Meant to blog this a while back, but work has been keeping me busy. A friend of mine in the US, Joe Landman, runs a business making serious HPC storage gear and has found a rather disturbing problem with Corsair CMFSSD-32D1 SSD drives. Here is how he describes it after Corsair went silent on him about this issue (ellipses are his):
We are experiencing about a 70% failure rate, within 3 months of acquisition. In many different chassis, in many different parts of the world, with many different power supplies, many different motherboards. This is a time correlated failure. I have never … ever … in 25+ years doing this stuff … ever … seen anything like this. Its either a really … really bad silicon error in a controller chip or a firmware bug … or some other crappy part.
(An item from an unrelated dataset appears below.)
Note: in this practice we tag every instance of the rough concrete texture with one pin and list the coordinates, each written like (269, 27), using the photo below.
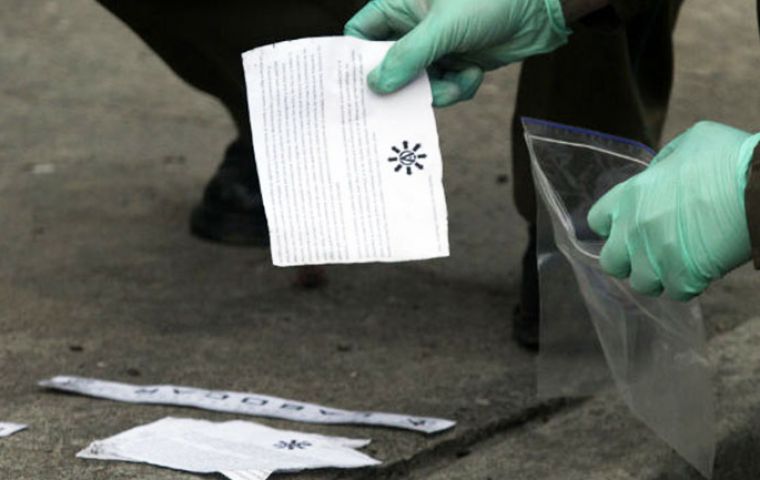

It came right out of the blue and the failure mode is pretty scary:
Imagine for a moment, you have these in a RAID 1 configuration. And because of the the failure, the unit refuses to get past the POST section. So there you are, with a remote machine, say, I dunno, 6000 miles away from you, and an SSD, with a putative 100+ year MTBF fails, and fails in a way that stops POST. So the system on reboot, freezes at the drive detection phase.
Remember that with a 2 drive RAID1 mirror and a 70% failure rate (plus Murphy) you’re looking at a real risk of a double disk failure, which Joe has seen at some of his customers. He’s got a neat way to use a loopback device on a spinning disk as an extra member of the RAID1 set to at least have a copy of the data where it can be recovered from.
So tell your friends, just say “NO” to Corsair CMFSSD-32D1 SSD’s.